Scrapy module on Apple Silicon (M1)-powered Macs

4 min read

What's Scrapy?

If you have crawled or scraped the website to extract information such as stock price or news, you may have heard of BeautifulSoup module.

Better yet, if you have tried to crawl a dynamic website, i.e., auto-scrolling function needed, you know Selenium.

Finally, if you have digged deeper, you found Scrapy. Unlike BeautifulSoup, Scrapy is more of Framework, with sophisticated tools and classes in it.
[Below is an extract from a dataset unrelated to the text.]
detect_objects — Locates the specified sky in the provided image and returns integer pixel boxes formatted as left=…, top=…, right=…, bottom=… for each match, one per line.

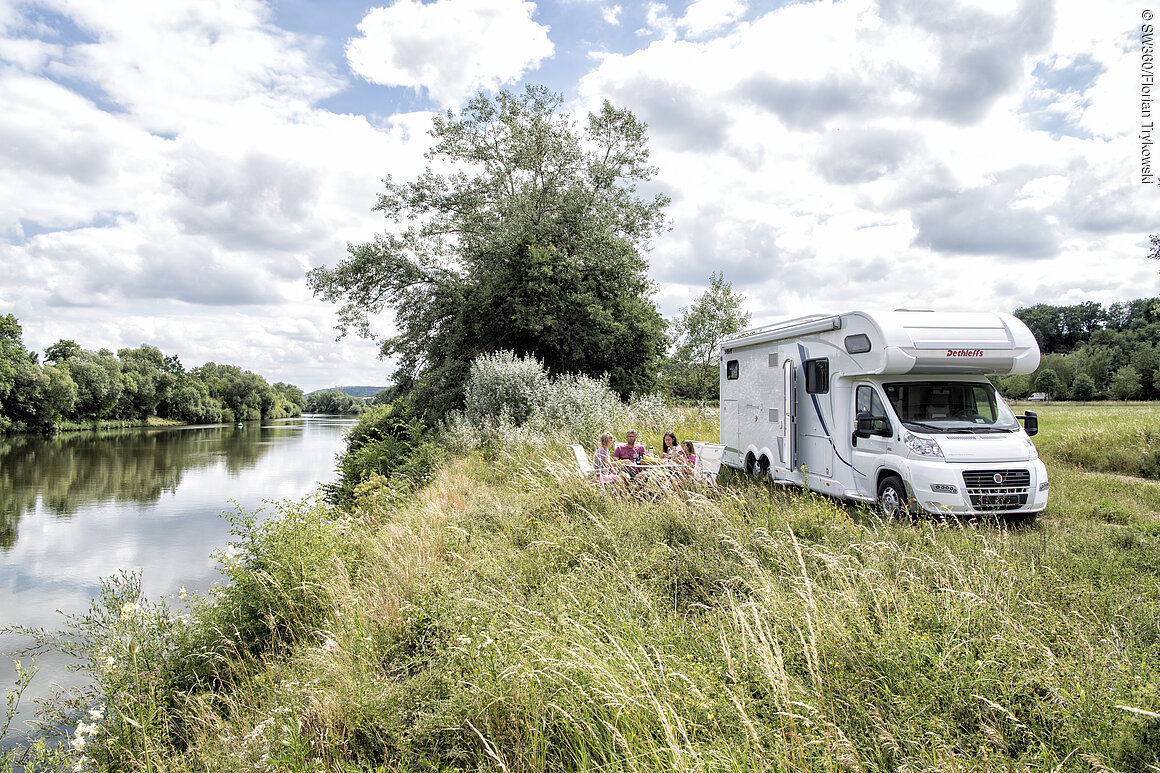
left=1, top=0, right=1158, bottom=392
For beginner, learning curve it steep as a simple crawling cannot be done in the easy way as with BeautifulSoup.

However, it worths every penny as it is powered with essential features such as retrying when the page cannot be retrieved in the first try for some reasons.

Not on M1 conda (for a time)

However, installing Scrapy on M1-powered Mac has been a hassle since the release of this new computer. Due to architecture difference, only osx-arm64 or noarch labeled modules can be installed.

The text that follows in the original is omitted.